1. Oil and Gas Journal – The pace of oil drilling could slow in the Bakken formation in North Dakota and also in the Eagle Ford shale in South Texas if US prices were to drop below $80/bbl for a sustained period, said Baker Hughes Inc.’s president and chief executive officer.
“I think the shoe’s dropping in South Texas, no doubt about it,” Martin S. Craighead said during a July 20 second-quarter Baker Hughes earnings conference call. “I’m a little bit more concerned about the Bakken than I am (about) the Permian [basin],” he said.
Separately, Barclays Capital analyst Amrita Sen wrote in a July 10 research note that North Dakota might be experiencing a slowdown after the state has repeatedly reported record drilling. Both the Bakken and Eagle Ford have contributed to the US rig count and oil production statistics.
“The largest drillers in the Bakken are all reducing their rig counts this month, although none acknowledge a change in drilling plans,” Sen said, citing a sharp drop in oil prices during June. That oil price drop cast doubts about the viability of shale production at prices below $80/bbl.
“Horizontal drilling is expensive, as drilling levels must be maintained sufficiently to veil the effect of steep decline rates,” Sen said. “The technique is particularly intensive in the use of fracturing crews and other oil service industry inputs.”
North Dakota’s Industrial Commission showed 210 rigs operated in the state during early July, down by 5 from June levels. State oil regulators have said they do not expect a constant climb in the rig count.
“What we expect is a bit of a saw-tooth pattern in our rig count as newbuilt rigs are brought in,” Lynn Helms, director of NDIC’s oil and gas division, told Reuters earlier this month. “Once they’re up and operating, then older, inefficient rigs will be moved out.”
2. Natural-gas production from shale formations rose in May on increased supplies from the Marcellus deposit even after prices fell to a 10-year low, Energy Department data show.
Total output from shale formations in the continental U.S. averaged 25.58 billion cubic feet a day in May, 24 percent higher than a year earlier and up 1.7 percent from April, according to slides that accompany a presentation the department will make to Congress Aug. 1. Shale production has gained 5.7 percent this year.
May output from the Marcellus shale in the eastern U.S. averaged 6.85 bcf a day, up 6.4 percent from the previous month and gained 28 percent during the first five months of the year.

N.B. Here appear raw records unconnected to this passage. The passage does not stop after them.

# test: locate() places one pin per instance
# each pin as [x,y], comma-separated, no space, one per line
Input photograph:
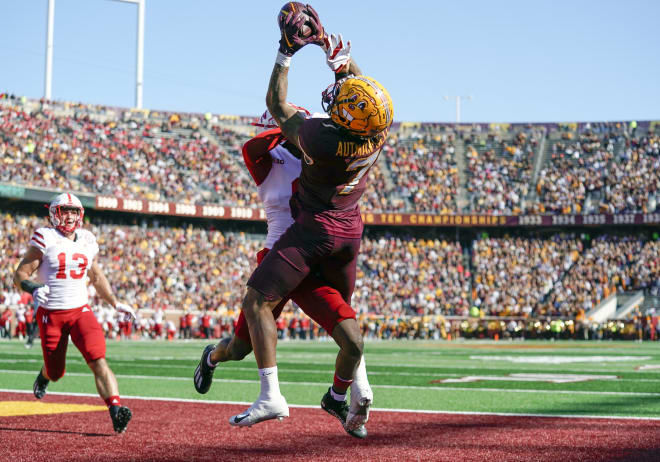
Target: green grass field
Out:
[616,378]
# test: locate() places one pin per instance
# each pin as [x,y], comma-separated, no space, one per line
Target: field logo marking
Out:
[647,367]
[561,359]
[523,377]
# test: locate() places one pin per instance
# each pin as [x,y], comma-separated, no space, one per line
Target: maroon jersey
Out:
[333,178]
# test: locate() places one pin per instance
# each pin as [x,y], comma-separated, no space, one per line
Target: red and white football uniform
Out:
[275,192]
[21,326]
[64,266]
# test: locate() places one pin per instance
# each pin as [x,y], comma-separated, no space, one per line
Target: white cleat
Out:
[274,408]
[358,412]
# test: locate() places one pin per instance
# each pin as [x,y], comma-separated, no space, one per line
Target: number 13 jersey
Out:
[64,266]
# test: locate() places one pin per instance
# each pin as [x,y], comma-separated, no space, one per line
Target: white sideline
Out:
[307,406]
[395,387]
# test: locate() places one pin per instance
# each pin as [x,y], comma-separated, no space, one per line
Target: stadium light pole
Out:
[50,22]
[458,104]
[140,51]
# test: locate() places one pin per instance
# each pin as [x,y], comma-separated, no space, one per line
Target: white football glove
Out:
[337,52]
[126,311]
[40,296]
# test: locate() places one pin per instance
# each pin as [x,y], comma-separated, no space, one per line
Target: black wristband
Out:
[30,286]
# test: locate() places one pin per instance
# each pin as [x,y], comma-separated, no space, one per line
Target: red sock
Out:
[112,401]
[340,385]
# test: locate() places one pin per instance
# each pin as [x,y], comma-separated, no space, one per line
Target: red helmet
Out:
[266,121]
[64,201]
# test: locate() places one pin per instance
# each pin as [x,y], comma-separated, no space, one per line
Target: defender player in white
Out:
[64,257]
[275,166]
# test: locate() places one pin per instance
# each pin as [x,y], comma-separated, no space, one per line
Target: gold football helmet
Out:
[359,104]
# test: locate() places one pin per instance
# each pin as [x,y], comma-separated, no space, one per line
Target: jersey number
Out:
[61,270]
[362,166]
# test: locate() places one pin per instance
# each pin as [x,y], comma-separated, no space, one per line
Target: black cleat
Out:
[203,377]
[120,416]
[340,410]
[40,385]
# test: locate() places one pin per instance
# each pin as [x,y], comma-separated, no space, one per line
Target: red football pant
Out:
[55,326]
[319,301]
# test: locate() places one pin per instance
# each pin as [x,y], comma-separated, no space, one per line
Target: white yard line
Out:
[394,387]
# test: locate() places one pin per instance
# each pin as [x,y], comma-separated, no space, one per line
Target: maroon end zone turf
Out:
[175,431]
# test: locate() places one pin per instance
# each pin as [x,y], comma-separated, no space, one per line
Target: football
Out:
[305,30]
[298,10]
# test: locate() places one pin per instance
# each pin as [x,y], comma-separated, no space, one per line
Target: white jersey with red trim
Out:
[64,266]
[275,192]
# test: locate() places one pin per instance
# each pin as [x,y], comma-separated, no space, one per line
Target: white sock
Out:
[270,384]
[360,380]
[337,396]
[209,362]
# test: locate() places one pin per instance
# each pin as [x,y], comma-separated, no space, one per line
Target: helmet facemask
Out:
[358,104]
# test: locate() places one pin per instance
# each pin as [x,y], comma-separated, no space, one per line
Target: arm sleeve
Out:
[38,240]
[256,154]
[313,140]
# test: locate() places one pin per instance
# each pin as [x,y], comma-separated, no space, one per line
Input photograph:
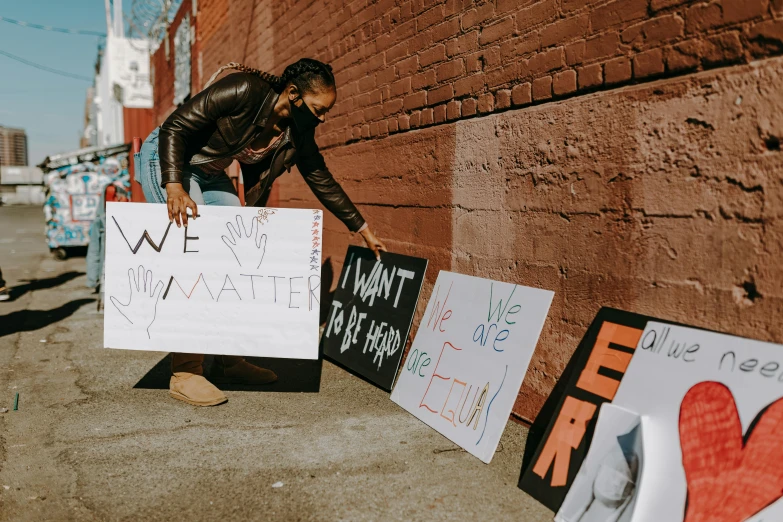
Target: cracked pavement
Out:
[96,436]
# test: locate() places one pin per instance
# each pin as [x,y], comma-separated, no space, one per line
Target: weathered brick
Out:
[415,101]
[440,94]
[486,59]
[542,88]
[683,56]
[503,99]
[385,76]
[617,70]
[573,5]
[445,30]
[400,87]
[654,31]
[394,124]
[462,44]
[397,52]
[469,85]
[436,54]
[575,52]
[469,107]
[367,83]
[564,82]
[506,6]
[430,17]
[543,62]
[453,110]
[439,113]
[450,70]
[496,31]
[503,75]
[478,15]
[722,49]
[565,30]
[415,118]
[538,13]
[601,46]
[520,46]
[404,122]
[392,106]
[590,76]
[657,5]
[617,13]
[486,103]
[648,63]
[420,42]
[422,80]
[735,11]
[703,17]
[766,38]
[521,94]
[407,66]
[373,113]
[427,117]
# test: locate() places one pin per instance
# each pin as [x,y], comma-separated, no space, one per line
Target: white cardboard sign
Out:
[464,369]
[713,417]
[235,281]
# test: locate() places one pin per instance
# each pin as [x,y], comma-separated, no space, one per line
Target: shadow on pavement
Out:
[293,375]
[31,320]
[31,285]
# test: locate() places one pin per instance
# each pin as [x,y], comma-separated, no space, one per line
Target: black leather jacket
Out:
[225,118]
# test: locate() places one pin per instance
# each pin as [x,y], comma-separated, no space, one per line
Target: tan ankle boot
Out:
[230,368]
[189,385]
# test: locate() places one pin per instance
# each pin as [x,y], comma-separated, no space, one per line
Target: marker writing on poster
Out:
[439,312]
[499,315]
[768,370]
[381,339]
[654,342]
[458,396]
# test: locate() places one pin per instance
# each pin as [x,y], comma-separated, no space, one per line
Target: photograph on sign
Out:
[561,435]
[371,313]
[469,357]
[605,488]
[714,403]
[234,281]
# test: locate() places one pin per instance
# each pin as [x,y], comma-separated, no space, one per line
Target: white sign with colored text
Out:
[234,281]
[471,352]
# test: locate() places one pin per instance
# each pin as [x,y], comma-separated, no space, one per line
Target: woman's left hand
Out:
[373,243]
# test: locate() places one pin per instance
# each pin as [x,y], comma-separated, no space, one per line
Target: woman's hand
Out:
[179,202]
[373,243]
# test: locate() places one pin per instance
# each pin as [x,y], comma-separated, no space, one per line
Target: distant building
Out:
[13,147]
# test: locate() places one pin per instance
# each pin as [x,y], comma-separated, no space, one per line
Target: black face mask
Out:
[304,119]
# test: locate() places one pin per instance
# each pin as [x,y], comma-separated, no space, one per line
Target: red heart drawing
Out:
[729,478]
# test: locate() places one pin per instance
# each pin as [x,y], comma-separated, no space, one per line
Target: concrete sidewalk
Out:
[96,436]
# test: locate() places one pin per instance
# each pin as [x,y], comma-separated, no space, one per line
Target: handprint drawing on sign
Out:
[248,247]
[143,300]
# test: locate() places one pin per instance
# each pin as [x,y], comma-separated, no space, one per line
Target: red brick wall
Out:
[673,216]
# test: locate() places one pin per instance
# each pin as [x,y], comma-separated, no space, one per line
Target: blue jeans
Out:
[204,189]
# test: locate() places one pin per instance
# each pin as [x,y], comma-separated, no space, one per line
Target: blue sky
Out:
[49,107]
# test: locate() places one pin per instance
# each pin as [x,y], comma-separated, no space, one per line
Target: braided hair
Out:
[307,74]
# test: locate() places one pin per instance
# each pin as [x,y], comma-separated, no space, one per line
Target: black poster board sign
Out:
[371,313]
[561,435]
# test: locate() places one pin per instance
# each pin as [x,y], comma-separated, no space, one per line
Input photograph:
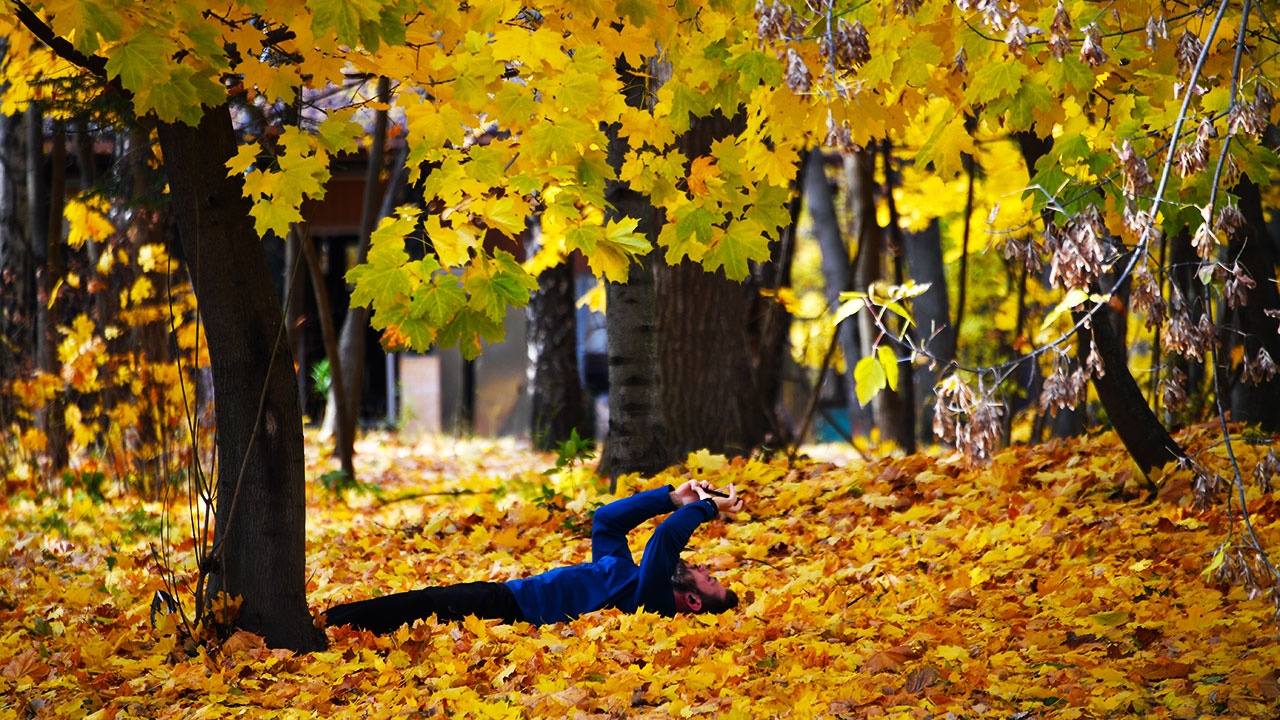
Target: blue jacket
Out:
[612,578]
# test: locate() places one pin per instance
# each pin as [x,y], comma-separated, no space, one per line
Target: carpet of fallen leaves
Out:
[1040,586]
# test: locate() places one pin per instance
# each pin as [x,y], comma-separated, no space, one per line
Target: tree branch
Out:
[60,45]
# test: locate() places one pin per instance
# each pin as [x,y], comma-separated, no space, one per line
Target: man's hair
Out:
[684,582]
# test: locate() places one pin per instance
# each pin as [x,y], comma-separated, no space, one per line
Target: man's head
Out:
[696,591]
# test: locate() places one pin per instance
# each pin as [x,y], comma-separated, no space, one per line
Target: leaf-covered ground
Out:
[1036,587]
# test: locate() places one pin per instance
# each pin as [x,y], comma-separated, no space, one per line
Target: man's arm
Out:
[662,554]
[612,523]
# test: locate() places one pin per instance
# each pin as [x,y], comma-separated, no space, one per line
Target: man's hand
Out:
[730,502]
[688,492]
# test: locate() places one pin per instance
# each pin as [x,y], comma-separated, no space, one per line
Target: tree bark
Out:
[635,442]
[1147,441]
[260,520]
[554,386]
[343,443]
[837,274]
[933,329]
[709,397]
[53,417]
[16,260]
[350,360]
[636,437]
[1255,404]
[709,392]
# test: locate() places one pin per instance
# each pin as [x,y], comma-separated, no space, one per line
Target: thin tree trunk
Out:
[636,436]
[344,409]
[554,387]
[1147,441]
[837,274]
[933,329]
[260,520]
[293,288]
[48,313]
[1255,404]
[888,406]
[16,260]
[337,378]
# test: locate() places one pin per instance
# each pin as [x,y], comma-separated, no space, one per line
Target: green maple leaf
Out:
[1070,72]
[995,80]
[636,10]
[140,62]
[515,103]
[743,242]
[685,101]
[105,23]
[1031,98]
[576,91]
[754,68]
[689,236]
[508,214]
[439,300]
[868,378]
[584,238]
[469,329]
[383,278]
[945,145]
[274,217]
[174,99]
[403,328]
[497,282]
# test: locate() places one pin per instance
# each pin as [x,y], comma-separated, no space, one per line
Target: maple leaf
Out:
[741,244]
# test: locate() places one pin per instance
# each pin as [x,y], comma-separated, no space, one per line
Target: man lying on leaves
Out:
[662,583]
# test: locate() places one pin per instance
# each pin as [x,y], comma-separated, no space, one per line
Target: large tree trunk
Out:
[554,386]
[708,395]
[635,442]
[1147,441]
[260,536]
[636,437]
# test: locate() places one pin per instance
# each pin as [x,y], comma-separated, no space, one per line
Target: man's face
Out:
[703,579]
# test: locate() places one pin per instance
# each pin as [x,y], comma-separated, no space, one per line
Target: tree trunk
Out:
[343,445]
[1255,404]
[932,311]
[260,520]
[708,396]
[837,274]
[904,401]
[635,442]
[636,436]
[1147,441]
[344,410]
[16,264]
[48,311]
[554,387]
[293,288]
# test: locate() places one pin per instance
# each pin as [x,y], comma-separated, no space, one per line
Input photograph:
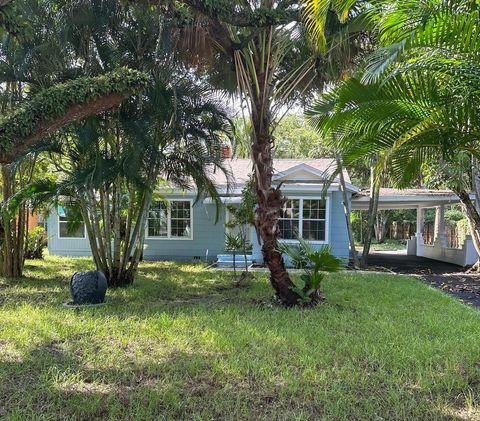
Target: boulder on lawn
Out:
[88,287]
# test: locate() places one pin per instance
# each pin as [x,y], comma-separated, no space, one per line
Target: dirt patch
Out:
[465,287]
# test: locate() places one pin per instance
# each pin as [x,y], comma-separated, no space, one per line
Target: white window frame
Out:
[300,220]
[169,236]
[70,238]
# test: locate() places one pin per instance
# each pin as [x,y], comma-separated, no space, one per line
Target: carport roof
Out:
[405,198]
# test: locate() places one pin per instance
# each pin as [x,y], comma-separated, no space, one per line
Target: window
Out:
[313,218]
[289,221]
[305,218]
[69,227]
[172,219]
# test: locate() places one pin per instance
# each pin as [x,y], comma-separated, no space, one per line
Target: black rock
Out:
[88,287]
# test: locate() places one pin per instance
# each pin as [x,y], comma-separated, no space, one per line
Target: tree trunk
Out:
[270,201]
[381,221]
[347,212]
[372,212]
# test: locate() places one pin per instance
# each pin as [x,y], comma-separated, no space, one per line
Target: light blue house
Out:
[185,229]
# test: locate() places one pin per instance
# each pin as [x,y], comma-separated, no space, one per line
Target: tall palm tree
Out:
[262,48]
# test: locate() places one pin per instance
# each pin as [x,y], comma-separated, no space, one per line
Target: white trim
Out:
[70,238]
[300,221]
[169,223]
[299,167]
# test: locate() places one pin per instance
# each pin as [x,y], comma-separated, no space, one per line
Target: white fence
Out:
[462,256]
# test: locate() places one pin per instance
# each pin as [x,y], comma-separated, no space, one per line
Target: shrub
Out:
[36,243]
[313,262]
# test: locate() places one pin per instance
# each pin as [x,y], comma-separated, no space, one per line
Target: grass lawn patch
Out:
[182,343]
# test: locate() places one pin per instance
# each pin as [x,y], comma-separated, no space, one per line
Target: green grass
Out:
[183,344]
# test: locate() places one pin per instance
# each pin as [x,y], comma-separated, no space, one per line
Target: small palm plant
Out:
[313,262]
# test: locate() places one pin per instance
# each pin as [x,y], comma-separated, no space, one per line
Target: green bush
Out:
[313,262]
[36,243]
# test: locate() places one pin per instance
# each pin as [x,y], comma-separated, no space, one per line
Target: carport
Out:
[421,199]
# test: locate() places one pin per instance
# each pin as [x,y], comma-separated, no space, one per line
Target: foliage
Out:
[242,218]
[52,102]
[36,243]
[313,262]
[453,215]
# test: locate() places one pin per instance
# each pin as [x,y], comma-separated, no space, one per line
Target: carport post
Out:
[440,235]
[419,233]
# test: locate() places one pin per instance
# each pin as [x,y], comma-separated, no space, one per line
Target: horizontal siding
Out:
[208,238]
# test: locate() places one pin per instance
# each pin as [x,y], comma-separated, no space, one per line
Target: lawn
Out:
[182,343]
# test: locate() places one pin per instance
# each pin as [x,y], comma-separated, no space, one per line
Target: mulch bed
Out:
[463,286]
[445,276]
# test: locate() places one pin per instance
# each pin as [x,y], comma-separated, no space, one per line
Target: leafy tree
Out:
[262,48]
[33,58]
[417,99]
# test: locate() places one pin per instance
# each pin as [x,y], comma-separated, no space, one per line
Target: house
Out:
[191,231]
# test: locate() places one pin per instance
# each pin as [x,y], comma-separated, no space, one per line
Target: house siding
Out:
[208,237]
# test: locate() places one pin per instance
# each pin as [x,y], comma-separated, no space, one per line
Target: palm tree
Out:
[417,100]
[109,168]
[262,47]
[37,98]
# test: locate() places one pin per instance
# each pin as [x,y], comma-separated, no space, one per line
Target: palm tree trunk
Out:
[270,200]
[473,217]
[372,212]
[348,212]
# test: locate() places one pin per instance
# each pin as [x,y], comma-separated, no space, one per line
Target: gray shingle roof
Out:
[242,168]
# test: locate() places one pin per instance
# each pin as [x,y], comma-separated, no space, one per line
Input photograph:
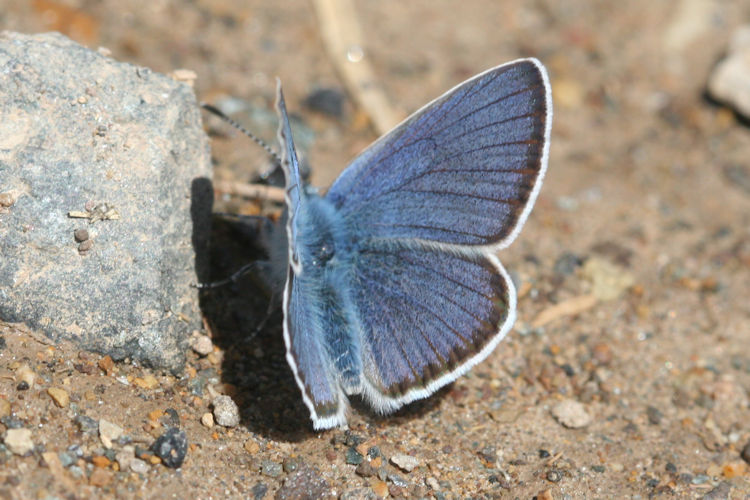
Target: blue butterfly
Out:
[392,286]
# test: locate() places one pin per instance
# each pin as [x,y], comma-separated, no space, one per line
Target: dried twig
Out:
[259,191]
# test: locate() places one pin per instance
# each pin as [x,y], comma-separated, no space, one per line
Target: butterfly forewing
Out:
[393,289]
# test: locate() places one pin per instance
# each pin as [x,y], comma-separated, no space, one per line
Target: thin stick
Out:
[343,39]
[260,142]
[260,191]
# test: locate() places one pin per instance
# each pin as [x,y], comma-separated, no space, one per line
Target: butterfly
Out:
[393,289]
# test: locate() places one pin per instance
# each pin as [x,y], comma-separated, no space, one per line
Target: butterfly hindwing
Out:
[392,288]
[431,315]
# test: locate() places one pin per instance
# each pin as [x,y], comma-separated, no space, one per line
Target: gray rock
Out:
[123,146]
[730,80]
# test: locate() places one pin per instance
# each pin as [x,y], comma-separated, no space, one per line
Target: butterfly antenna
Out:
[260,142]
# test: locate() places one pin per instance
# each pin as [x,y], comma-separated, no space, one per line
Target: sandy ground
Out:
[634,271]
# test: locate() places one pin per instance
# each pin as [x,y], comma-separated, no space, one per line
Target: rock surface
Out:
[123,147]
[730,81]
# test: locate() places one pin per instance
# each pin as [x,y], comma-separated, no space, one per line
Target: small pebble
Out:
[19,441]
[66,458]
[25,375]
[60,396]
[553,476]
[571,414]
[270,468]
[290,465]
[207,419]
[108,432]
[306,482]
[746,453]
[380,488]
[101,461]
[171,447]
[567,263]
[125,456]
[226,412]
[4,407]
[329,101]
[545,495]
[100,477]
[353,457]
[148,382]
[398,480]
[654,415]
[139,466]
[720,492]
[259,491]
[87,425]
[365,470]
[80,235]
[432,483]
[733,469]
[203,345]
[7,199]
[406,463]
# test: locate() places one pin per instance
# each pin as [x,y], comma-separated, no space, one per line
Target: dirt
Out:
[633,271]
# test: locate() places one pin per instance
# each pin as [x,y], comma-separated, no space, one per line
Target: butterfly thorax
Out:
[323,242]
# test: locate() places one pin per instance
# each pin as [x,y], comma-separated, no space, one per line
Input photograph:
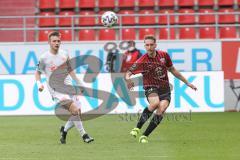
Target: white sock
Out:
[68,125]
[78,124]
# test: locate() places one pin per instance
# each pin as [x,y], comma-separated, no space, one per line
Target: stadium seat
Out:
[16,36]
[186,3]
[63,4]
[48,21]
[163,33]
[225,2]
[86,19]
[126,3]
[47,4]
[202,3]
[66,35]
[187,18]
[207,33]
[87,35]
[146,18]
[86,4]
[146,3]
[187,33]
[227,32]
[128,34]
[107,34]
[164,18]
[166,3]
[126,20]
[225,17]
[106,4]
[43,35]
[66,21]
[205,17]
[146,31]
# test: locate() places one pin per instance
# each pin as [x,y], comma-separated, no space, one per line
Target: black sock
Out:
[153,124]
[144,117]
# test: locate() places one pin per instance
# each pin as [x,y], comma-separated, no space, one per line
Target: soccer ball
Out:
[109,18]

May 2011 production averaged 3.37 bcf daily.
Haynesville shale output in Louisiana and Texas averaged 6.92 bcf a day, down from 6.93 billion in April. Production from the region has declined 2.4 percent this year. Output averaged 6.43 billion cubic feet a day in May 2011.
Output at the Barnett shale in Texas was 4.67 bcf daily, from 4.66 billion in April, department data show. Production dropped 1.7 percent versus May 2011.
The average for Eagle Ford shale gas output in southern Texas was 1.52 billion cubic feet a day in May, up from 1.51 billion the previous month. Production has gained 6.3 percent this year. Output averaged 820 million cubic feet a day a year ago.
WSJ – China’s other state-controlled oil and natural gas companies will likely seek their own increasingly ambitious deals amid stagnant energy supplies at home and pressure from both Beijing and investors to add to reserves, according to industry watchers. The result could be higher prices industrywide for lucrative producing properties, as sellers hold out for better offers.